BREG-DCAT Harvester

Introduction

Harvester for RDF documents based on the BRegDCAT specification.

This project is divided in two distinct modules:

The api folder contains a Flask-based HTTP API to manage asynchronous harvest jobs.
The app folder contains a React-based application to serve as the user entrypoint to the API.

Main features:

Collect machine-readable files described in RDF/XML, RDF Turtle, N-triples and JSON-LD. This is known as a harvest job.
Schedule harvest jobs to be run in a periodic fashion.
Simple faceted search on the collected RDF data using BRegDCAT-AP v2 facets/categories.

Each harvest job basically consists of three phases:

Retrieve the RDF documents from the remote sources.
Validate the shapes in the RDF documents using the ISA2 Interoperability Test Bed SHACL Validator.
Merge the data and update the graph in the triple store.

The following diagram presents a high-level view of the architecture and typical usage flow. The user first sets the periodic harvest interval or enqueues a manual job using the Web application; these serialized jobs are kept in an in-memory Redis data store. A Queue Worker observes the Redis store, pulling and executing jobs as they become available (only one job may be executed in parallel). Finally, the results of each job execution are persisted in the Virtuoso triple store.

Deployment

Two distinct Docker Compose files are provided for deployment. The first is a self-contained stack (docker-compose.yml) that requires only for the data sources to be externally defined (see below). The second (docker-compose-lean.yml) assumes that the Virtuoso triple store is available externally, and thus does not define a Virtuoso service in the stack, expecting the configuration to be set explicitly.

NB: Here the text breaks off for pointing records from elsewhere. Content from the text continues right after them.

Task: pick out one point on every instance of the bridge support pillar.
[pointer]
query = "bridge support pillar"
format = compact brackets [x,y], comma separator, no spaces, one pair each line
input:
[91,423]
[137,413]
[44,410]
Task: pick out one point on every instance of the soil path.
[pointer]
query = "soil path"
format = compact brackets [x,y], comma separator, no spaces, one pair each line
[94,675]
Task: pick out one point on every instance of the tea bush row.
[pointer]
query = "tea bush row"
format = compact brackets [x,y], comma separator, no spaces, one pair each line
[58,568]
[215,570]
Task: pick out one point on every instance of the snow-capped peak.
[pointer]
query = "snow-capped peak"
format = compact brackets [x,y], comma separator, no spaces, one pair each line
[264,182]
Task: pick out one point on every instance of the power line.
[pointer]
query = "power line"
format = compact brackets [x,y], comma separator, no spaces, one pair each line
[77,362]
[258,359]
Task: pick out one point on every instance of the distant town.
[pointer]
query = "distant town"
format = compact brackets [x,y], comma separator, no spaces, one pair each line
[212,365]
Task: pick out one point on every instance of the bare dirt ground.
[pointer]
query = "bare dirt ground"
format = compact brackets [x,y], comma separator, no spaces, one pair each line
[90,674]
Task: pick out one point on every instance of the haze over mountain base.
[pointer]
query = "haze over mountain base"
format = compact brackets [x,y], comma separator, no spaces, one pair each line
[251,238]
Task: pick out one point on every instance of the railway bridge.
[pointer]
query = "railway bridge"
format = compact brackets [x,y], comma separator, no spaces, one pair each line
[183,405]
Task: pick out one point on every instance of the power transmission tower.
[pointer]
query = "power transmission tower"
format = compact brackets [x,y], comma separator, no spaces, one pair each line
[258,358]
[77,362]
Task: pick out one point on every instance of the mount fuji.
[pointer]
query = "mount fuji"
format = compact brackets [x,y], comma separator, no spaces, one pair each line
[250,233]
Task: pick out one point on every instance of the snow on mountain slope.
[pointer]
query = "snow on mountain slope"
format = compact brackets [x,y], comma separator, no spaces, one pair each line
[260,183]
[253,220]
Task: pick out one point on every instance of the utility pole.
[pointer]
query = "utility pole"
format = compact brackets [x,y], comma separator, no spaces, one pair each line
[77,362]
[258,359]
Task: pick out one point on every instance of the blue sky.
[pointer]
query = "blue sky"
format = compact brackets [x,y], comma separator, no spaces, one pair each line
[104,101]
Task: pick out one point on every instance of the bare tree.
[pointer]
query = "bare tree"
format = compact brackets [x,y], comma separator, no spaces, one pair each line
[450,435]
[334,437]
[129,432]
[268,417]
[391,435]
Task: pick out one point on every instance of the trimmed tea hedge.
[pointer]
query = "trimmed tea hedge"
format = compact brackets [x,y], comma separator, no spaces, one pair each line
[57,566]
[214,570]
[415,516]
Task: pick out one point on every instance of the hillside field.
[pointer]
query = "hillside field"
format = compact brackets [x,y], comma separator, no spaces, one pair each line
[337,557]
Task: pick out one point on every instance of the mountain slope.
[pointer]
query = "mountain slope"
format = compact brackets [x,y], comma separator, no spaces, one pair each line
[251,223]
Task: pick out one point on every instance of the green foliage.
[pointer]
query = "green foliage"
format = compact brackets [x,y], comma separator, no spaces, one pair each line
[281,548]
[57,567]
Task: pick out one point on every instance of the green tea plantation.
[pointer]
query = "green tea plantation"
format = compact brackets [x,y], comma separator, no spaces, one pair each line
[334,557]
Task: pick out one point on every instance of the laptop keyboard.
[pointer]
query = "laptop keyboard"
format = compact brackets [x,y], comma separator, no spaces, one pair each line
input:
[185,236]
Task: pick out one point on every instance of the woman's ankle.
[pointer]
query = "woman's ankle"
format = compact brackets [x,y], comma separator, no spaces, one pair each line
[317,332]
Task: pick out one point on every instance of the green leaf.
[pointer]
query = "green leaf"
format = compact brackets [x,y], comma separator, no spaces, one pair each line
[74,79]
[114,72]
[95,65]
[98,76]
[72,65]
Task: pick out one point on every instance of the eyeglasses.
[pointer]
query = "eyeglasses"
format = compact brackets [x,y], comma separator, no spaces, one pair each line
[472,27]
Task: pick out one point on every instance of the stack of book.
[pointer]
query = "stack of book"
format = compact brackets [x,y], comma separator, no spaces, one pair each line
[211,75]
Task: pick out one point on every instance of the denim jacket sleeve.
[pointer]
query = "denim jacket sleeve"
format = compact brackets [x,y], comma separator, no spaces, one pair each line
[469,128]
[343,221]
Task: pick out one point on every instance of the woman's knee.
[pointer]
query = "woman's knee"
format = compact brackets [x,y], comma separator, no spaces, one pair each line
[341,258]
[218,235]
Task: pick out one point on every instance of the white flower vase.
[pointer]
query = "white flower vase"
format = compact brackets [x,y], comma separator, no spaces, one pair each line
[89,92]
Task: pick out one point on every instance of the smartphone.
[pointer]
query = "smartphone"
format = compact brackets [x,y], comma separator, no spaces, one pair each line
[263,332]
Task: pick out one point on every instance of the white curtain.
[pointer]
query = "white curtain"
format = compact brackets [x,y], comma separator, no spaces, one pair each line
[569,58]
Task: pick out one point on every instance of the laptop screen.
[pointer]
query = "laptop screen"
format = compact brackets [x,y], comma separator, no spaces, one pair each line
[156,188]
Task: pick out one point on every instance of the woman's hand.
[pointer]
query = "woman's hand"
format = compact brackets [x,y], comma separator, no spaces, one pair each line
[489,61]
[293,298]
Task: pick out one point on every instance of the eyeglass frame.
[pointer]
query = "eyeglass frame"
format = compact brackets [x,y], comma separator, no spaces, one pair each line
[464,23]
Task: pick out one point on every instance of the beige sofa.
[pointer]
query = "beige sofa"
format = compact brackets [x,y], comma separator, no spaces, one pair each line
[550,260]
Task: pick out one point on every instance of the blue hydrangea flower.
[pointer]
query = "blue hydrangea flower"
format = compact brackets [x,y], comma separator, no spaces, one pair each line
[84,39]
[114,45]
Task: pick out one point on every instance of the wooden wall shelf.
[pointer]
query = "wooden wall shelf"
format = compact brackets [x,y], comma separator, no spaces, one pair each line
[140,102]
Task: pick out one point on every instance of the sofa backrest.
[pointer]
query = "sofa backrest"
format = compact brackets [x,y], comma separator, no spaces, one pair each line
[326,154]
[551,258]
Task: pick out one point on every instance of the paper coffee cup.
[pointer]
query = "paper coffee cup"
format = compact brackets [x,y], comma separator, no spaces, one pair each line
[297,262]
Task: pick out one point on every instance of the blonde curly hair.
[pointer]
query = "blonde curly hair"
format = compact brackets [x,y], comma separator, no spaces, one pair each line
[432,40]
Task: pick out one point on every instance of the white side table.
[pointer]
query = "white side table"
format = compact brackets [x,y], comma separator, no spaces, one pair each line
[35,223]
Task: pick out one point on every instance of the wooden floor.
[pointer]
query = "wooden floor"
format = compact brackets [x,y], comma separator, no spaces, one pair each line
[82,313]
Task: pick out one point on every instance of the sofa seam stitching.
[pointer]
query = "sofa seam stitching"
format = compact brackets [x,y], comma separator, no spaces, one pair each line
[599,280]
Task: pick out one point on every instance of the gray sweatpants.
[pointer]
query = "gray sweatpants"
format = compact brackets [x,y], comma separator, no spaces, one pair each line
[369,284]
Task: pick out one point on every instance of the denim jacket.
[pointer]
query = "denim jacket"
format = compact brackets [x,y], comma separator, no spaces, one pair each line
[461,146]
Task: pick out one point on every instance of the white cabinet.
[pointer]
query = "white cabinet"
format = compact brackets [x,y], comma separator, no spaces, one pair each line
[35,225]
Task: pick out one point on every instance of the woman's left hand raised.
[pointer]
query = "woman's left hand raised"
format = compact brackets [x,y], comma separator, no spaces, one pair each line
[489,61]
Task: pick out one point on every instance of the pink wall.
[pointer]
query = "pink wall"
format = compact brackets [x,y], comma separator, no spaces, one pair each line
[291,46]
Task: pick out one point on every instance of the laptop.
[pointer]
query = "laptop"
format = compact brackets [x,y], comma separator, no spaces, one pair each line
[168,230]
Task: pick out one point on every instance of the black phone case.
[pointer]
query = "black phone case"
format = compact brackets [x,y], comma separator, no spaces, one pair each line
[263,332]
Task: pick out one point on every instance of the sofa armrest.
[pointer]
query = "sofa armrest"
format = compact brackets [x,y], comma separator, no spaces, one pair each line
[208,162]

Data sources are configured using the $HARVESTER_SOURCES environment variable. This variable should contain a list of lists in a JSON-serialized string. Each list item must contain two sub-items:

The URI of the data source.
The format of the data source as defined by rdflib. It should be one of xml, turtle, nt or json-ld.

For example:

export HARVESTER_SOURCES='[["https://gist.githubusercontent.com/agmangas/b07a69fd8a4d415c8e3d7a7dff7e41e5/raw/e3d574fdcdd14a11acce566c98486bca3a0f1fa4/breg-sample-01.xml", "xml"], ["https://gist.githubusercontent.com/agmangas/5f737b17ebf97c318e2ca3b4099c4c19/raw/5a1411286eb86a9689230ffcd3052a72fee05d74/breg-sample-02.ttl", "turtle"], ["https://gist.githubusercontent.com/agmangas/6ddc1e3405d9e890c74f2c1daf28c3fc/raw/623c2392276ecd6b86201744e1eecea324b0ef4c/breg-sample-03.json", "json-ld"]]'

The data sources variable is then explicitly injected by the Compose files into the api container.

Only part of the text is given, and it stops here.